Les articles L 3123-14-1 et suivants du code du travail posent le principe que la durée minimale de travail des salariés à temps partiel est fixée, sauf dispositions conventionnelles contraires, à 24 heures par semaines.

Une durée inférieure à 24 heures par semaine peut être fixée à la demande du salarié qui invoque des contraintes personnelles ou qui souhaite cumuler plusieurs emplois.

Lorsque les contraintes personnelles disparaissent ou que les autres emplois sont perdus, le salarié peut souhaiter occuper ou reprendre un emploi d'une durée au moins équivalente à 24 heures par semaine.

Dans ce cas, l'ordonnance précise que l'intéressé bénéfice d'un droit d'accès prioritaire à un emploi de même catégorie professionnelle ou un emploi équivalent.

Le passage à la durée minimale n'est donc pas de droit lorsque l'employeur est dans l'impossibilité de proposer un tel poste.

Il ne s'agit donc que d'une priorité.

Le code du travail prévoyait par ailleurs, s'agissant des contrats conclus avant le 1er juillet 2014, que la durée minimale de 24 heures ne s'appliquait que si le salarié en faisait la demande et sauf refus de l'employeur en raison de la situation économique.

Le seuil de 24 heures devait s'imposer néanmoins au 1er janvier 2016.

Cette période transitoire est supprimée de sorte que les salariés dont le contrat à temps partiel prévoit une durée du travail inférieure à 24 heures par semaine bénéficient désormais seulement d'un droit d'accès prioritaire à un emploi de même catégorie professionnelle ou équivalente dont la durée du travail est d'au moins 24 heures.

L'employeur pourra refuser le passage à la durée minimale de 24 heures par semaine s'il n'y a pas d'emploi disponible.

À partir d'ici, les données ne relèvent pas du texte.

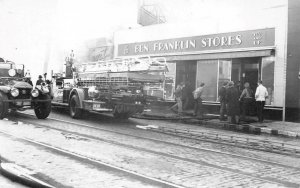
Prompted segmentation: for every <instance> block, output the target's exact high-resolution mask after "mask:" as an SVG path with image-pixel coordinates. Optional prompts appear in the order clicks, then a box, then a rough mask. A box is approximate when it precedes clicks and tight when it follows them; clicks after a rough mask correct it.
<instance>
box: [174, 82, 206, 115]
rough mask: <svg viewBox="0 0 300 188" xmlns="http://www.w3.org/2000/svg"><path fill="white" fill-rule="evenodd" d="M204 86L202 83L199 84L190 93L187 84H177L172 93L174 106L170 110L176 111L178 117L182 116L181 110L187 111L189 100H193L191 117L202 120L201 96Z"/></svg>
mask: <svg viewBox="0 0 300 188" xmlns="http://www.w3.org/2000/svg"><path fill="white" fill-rule="evenodd" d="M204 85H205V84H204V83H200V85H199V87H197V88H196V89H195V90H194V91H192V90H191V87H190V84H189V83H184V82H181V83H180V84H178V85H177V87H176V89H175V92H174V95H175V100H176V104H175V105H173V106H172V107H171V108H170V109H171V110H173V111H177V112H178V114H179V115H182V113H183V110H184V109H187V108H188V106H189V103H190V98H193V100H194V101H193V105H194V113H193V115H194V116H197V117H199V118H202V117H203V107H202V98H201V96H202V93H203V89H204ZM176 108H177V109H176Z"/></svg>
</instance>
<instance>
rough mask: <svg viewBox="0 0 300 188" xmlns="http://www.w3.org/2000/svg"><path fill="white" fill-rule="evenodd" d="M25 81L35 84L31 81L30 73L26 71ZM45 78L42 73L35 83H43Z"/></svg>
mask: <svg viewBox="0 0 300 188" xmlns="http://www.w3.org/2000/svg"><path fill="white" fill-rule="evenodd" d="M25 82H27V83H29V84H30V85H31V86H33V83H32V81H31V75H30V73H28V72H27V73H26V74H25ZM43 82H44V80H43V76H42V75H39V77H38V80H37V81H36V83H35V85H41V83H43Z"/></svg>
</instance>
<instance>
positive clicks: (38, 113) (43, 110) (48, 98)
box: [34, 95, 51, 119]
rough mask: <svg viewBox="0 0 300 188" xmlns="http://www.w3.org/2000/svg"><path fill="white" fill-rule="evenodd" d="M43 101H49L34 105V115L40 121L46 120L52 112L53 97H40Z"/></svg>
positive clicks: (40, 102)
mask: <svg viewBox="0 0 300 188" xmlns="http://www.w3.org/2000/svg"><path fill="white" fill-rule="evenodd" d="M40 99H41V100H49V101H47V102H37V103H35V104H34V113H35V115H36V117H37V118H38V119H46V118H47V117H48V116H49V114H50V112H51V101H50V99H51V97H50V96H49V95H44V96H42V97H40Z"/></svg>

De la même manière, le salarié qui ne demande pas à modifier sa durée de travail restera soumis à la durée du travail fixé dans son contrat.

Enfin, l'ordonnance exclut certains contrats à durée déterminée et contrats de travail temporaire de cette durée minimale.

La règle posée par les anciennes dispositions a donc été assouplie et n'est plus aussi rigide qu'auparavant.